ヒトプラセンタを注射したら献血はできません

ヒトプラセンタを注射したら献血はできません

現在、日本国内で使用されているプラセンタには、ヒトプラセンタ、豚プラセンタ馬プラセンタがあり、ヒトプラセンタは医療機関のみの取り扱いとなり、このプラセンタを用いたプラセンタ注射を受けた場合では、献血することができなくなります。

それは、ヒトプラセンタがヒト由来の成分であり、プラセンタを媒介したヤコブ病などの感染症を防ぐ目的によるものです。

現在までに、プラセンタ注射で感染症を発症したという報告は挙がってはいませんが、日本赤十字社では、万全を期すという意味で、プラセンタ注射を受けた方の献血は受け付けていません。

ただし、これはヒトプラセンタを注射で体内に取り込んだ場合に限ることで、内服薬でヒトプラセンタを体内に取り込んだ場合では献血制限の対象にはなりません。したがって、献血することができるということです。

献血は、血液の状態によってプラセンタ注射を受けた、受けていないに関わらず、行うことができない場合もあります。

ですが、現在までに献血の後経験があり、今後も献血を検討したいという方の場合では、プラセンタ注射は慎重に検討すべきでしょう。

どうしてもヒトプラセンタを使用したいという場合では、内服薬という手段もありますので、まずは美容外科医としっかり相談してみると良いでしょう。

なお、最後にプラセンタ注射を受けてから長い年月が経過している方であっても、1回以上プラセンタ注射を受けた経験をお持ちの方の場合では、献血することができません。

豚プラセンタや馬プラセンタなら大丈夫?

豚プラセンタや馬プラセンタなら大丈夫?

ヒトプラセンタは医療機関でしか取り扱うことができませんが、豚由来の豚プラセンタや、馬由来の馬プラセンタであれば、医療機関でなくても取り扱うことが可能で、化粧品やサプリなどに配合されています。

また、これらのプラセンタによるプラセンタ注射は、医療機関でも行っていません。

つまり、体内に取り込む方法はサプリのみとなり、献血に際しては問題ないということです。

また、人体への安全性を最重視するのであれば、最もおすすめできるのはヒトプラセンタであると考えられてはいますが、豚プラセンタ馬プラセンタであっても、プラセンタの効果は自由分に得ることができますので、まずは献血制限を受ける心配がないまたは馬プラセンタで、効果を確認してみてはいかがでしょうか。

豚プラセンタは、1頭のブタから年2回採取することができますので、プラセンタの中では比較的安価な価格で入手することができます。

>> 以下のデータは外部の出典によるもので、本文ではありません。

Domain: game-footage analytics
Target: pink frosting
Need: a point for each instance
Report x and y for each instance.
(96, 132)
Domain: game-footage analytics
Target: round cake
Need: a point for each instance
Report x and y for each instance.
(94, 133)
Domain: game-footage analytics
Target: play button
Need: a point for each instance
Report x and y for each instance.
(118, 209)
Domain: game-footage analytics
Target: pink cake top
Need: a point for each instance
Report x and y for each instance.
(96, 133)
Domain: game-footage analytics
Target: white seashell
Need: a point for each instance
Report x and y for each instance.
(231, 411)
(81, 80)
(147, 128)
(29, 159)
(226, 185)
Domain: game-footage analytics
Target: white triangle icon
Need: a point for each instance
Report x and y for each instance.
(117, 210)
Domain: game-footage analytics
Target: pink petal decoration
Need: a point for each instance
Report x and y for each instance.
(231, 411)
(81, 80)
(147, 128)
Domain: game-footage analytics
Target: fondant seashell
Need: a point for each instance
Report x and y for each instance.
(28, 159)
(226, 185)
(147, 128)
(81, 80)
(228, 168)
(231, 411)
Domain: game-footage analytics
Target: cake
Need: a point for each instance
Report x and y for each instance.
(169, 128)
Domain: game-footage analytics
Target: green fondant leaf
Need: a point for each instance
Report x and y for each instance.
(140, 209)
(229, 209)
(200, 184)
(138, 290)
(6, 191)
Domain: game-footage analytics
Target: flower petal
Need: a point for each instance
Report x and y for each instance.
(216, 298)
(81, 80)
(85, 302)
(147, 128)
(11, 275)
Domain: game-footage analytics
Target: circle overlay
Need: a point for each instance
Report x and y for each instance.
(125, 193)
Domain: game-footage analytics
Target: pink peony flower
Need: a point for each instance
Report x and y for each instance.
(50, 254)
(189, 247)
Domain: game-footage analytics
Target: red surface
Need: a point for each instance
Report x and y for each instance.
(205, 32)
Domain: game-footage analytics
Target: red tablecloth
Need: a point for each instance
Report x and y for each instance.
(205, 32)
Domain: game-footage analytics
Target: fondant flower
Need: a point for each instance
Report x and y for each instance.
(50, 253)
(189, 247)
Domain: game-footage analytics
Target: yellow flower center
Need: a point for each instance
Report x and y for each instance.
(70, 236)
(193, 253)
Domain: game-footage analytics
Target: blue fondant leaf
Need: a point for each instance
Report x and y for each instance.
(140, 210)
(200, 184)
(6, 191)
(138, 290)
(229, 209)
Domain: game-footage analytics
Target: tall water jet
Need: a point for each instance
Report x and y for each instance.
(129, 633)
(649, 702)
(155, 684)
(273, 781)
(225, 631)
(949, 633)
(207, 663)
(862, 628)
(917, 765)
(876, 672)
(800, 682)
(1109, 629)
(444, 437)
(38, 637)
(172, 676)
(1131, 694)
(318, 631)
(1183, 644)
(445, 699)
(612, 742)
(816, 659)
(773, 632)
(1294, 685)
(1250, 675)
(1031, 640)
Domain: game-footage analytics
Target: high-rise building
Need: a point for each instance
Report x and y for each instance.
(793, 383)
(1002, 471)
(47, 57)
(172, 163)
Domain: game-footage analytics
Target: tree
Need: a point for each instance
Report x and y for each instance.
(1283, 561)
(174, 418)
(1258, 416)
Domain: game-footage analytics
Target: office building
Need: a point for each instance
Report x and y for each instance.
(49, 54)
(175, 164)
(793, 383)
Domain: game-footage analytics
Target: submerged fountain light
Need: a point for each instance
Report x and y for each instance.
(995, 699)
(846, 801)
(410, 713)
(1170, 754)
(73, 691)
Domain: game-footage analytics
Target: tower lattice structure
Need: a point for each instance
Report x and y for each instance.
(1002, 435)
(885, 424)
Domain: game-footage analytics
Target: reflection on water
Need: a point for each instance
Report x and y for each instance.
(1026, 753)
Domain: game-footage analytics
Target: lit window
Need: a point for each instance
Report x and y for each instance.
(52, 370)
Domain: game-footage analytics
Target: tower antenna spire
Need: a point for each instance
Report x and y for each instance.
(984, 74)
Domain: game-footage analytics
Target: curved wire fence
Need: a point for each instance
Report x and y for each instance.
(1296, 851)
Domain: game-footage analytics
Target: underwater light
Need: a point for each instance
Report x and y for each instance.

そして、馬プラセンタの場合では、1頭の馬から年1回の採取となり、豚プラセンタよりもアミノ酸の含有量が多いことから、ブタプラセンタよりも高価な価格設定となっています。

さらに、植物プラセンタという種類のプラセンタもありますが、このプラセンタは植物の胎座という部分から抽出されるものであり、アミノ酸やビタミン類などの栄養分は含んでいるものの、動物プラセンタに含まれる成長因子を含んでいません

つまり、プラセンタの使用に当たっては、動物プラセンタとは切り離して考えておく必要があるということです。

さらに、魚由来の海洋性プラセンタと呼ばれている成分もありますが、この成分は厳密に言うとプラセンタには分類されていません。

海洋性プラセンタは魚の卵巣膜という部分から採取されますが、植物性プラセンタと同様に成長因子は含まれていません。

プラセンタと名がつくと、どの種類であっても成長因子が含まれているように誤解してしまいがちですが、動物性プラセンタ以外の成分には成長因子が含まれていませんので、間違えてしまわないように注意して下さい。

これらのプラセンタもまた、問題なく献血することができます。

じゃあ、輸血もダメなの?

じゃあ、輸血もダメなの?

ヒトプラセンタによるプラセンタ注射で献血がダメなら、万が一の際の輸血も受けられないのでは?と、不安を感じる方も少なくはないでしょう。

心配しないで下さい。

プラセンタ注射を受けたとしても、輸血は問題なく受けることができます。

献血の場合では、プラセンタ注射を受けた方の血液に病原体が存在していると、その血液を輸血で体内に取り込んだ方が、2次感染してしまう可能性が考えられます。

ですが、プラセンタ注射を受けていても、健康な血液を体内に輸血するだけであれば、まったく問題はありません。

長い人生の中で、輸血を受ける機会は滅多に訪れないと考えることはできますが、生身で生活している以上、いつ何が起こってもおかしくはありません。

プラセンタ注射を受けたあとに万が一の輸血という事態になっても、慌てる必要はありませんので、この部分についてはきちんとした認識を持っておいて下さいね。